Usted preguntará por qué comemos (parte 2)
Comer o no comer… ¿esa es la cuestión? No, de ninguna manera: comer es una necesidad obvia a lo largo de toda la vida. El asunto es cuánto comer, y la psicología experimental tiene mucho que decir al respecto. Y no solo de comer vive esta ciencia. La bebida sigue las mismas reglas del tamaño de la porción. Por ejemplo, servimos un 34% más de alcohol en vasos bajos y anchos que en copas más angostas. Y si jugamos un poco con las etiquetas podemos confundir al sommelier más avezado: las expectativas realmente cambian una experiencia. Si esperamos que algo sea delicioso, ayuda a que lo sea.
Pero los resultados más espectaculares siguen siendo con las comidas. Por ejemplo, un estudio en restaurantes italianos demostró que la combinación pan con manteca o aceite de oliva no es azarosa: si bien los comensales se sirvieron más aceite que manteca, ¡con la oliva comieron significativamente menos pan! Pero mejor aún sería que la panera estuviera en la mesa de al lado… Sí: el tener que levantarnos para servirnos algo rico hace que comamos menos (y no vale agregar que además hacemos ejercicio…). Esto resulta de una investigación en la que se demostró que si unos chocolates están sobre el escritorio comemos el doble que si están en un estante ahí nomás, a dos pasos de distancia. Vale también para nuestras alacenas. Si bien los alimentos tienen que estar visibles para consumirlos en su justo momento, también es cierto que los más tentadores no debieran estar tan al alcance de la mano y los ojos. Simplemente tener esos snacks en un aparador con puerta cerrada hace que nuestro estómago piense dos veces antes de atacarlos. Y ya sabemos: si están guardados en porciones pequeñas, mejor. No es cuestión de privarse, sino de cuidarse.
Los negocios tienen mucho que aportar en esta cruzada. Si se describen adecuadamente las porciones y sus ingredientes, no solo la gente es un poquito más consciente al elegir y cuantificar lo que ingiere, sino que la imagen del local resultó más positiva.
Donde sea (en casa, en el trabajo, en el supermercado, en el restaurante), estamos permanentemente tomando decisiones sobre nuestras comidas. La mayoría de esas decisiones son inconscientes. Así, vale la pena detenernos en preguntas muy básicas que van desde la influencia de las marcas sobre nuestras compras hasta cómo nuestra historia –ese brócoli que nos negábamos a probar en la infancia– influye en comer, no comer o cuánto comer. Lo mismo vale para la presentación de los alimentos: en un experimento, la gente estaba dispuesta a pagar más por un brownie servido en un plato de porcelana que por uno en una servilleta o plato de papel. Claro, ¡si está bien servido debe ser más rico! Y esto vale sobre todo para comidas sanas, esas que a veces hay que insistirles a los chicos para que al menos miren.

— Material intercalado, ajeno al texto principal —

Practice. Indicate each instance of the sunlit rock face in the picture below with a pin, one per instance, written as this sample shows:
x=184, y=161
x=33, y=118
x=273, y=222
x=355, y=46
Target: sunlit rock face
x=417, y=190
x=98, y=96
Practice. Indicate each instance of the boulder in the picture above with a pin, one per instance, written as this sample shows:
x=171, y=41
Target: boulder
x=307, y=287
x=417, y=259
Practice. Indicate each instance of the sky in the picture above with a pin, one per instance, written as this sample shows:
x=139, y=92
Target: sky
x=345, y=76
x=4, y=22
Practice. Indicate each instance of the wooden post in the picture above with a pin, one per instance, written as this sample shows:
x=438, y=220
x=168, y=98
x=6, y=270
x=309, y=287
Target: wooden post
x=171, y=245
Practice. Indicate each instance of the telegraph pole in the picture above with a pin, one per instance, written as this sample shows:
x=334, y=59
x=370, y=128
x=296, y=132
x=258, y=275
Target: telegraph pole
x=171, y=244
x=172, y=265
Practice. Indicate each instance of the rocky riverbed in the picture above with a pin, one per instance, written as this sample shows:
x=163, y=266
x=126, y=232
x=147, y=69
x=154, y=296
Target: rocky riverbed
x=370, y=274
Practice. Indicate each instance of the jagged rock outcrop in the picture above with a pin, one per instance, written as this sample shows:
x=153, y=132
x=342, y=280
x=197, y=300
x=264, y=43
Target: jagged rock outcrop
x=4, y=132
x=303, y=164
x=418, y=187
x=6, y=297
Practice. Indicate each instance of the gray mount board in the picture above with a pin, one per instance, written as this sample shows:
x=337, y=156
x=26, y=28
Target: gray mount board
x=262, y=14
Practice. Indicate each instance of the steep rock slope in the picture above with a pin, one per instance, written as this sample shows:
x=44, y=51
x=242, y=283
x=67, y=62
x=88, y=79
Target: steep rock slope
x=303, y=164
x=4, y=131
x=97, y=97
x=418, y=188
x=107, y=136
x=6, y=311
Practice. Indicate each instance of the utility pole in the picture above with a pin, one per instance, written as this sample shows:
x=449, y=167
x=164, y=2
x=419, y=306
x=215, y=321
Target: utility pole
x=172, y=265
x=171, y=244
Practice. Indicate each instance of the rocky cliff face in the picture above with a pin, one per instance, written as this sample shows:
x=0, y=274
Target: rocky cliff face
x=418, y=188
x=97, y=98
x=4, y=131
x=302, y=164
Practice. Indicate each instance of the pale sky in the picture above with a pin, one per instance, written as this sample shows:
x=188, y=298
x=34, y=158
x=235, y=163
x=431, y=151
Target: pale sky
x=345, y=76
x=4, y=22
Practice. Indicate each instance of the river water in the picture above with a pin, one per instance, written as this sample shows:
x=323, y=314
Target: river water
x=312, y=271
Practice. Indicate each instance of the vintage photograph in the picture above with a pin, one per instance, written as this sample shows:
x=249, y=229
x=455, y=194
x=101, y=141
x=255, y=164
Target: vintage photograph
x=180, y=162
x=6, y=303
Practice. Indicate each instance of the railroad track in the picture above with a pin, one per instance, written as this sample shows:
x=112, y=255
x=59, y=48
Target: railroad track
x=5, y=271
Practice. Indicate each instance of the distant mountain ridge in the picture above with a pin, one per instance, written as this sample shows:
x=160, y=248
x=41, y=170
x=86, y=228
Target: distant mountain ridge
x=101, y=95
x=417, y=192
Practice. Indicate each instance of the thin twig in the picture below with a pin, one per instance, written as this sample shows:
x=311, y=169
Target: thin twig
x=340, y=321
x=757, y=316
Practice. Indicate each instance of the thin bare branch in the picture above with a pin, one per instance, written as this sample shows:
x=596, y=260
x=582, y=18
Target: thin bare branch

En definitiva: un fantasma recorre el mundo… el de la comida. Tanto por su vergonzosa falta y distribución tan desigual como por su disponibilidad exagerada y posibilidades poco saludables, nuestro cerebro está confundido en sus decisiones alimenticias. El sobrepeso y la obesidad son una epidemia, y la ciencia puede ayudarnos a entenderlos. El reconocidísimo investigador argentino Marcelo Rubinstein viene descubriendo los mecanismos del cerebro que son hackeados por una sociedad que nos ofrece excesos y opciones poco saludables. En esa combinación entre ciencia y cultura encontraremos el mejor camino. Alimentarnos debe ser no solo una necesidad, sino también un placer combinado con salud… y lo dice la ciencia.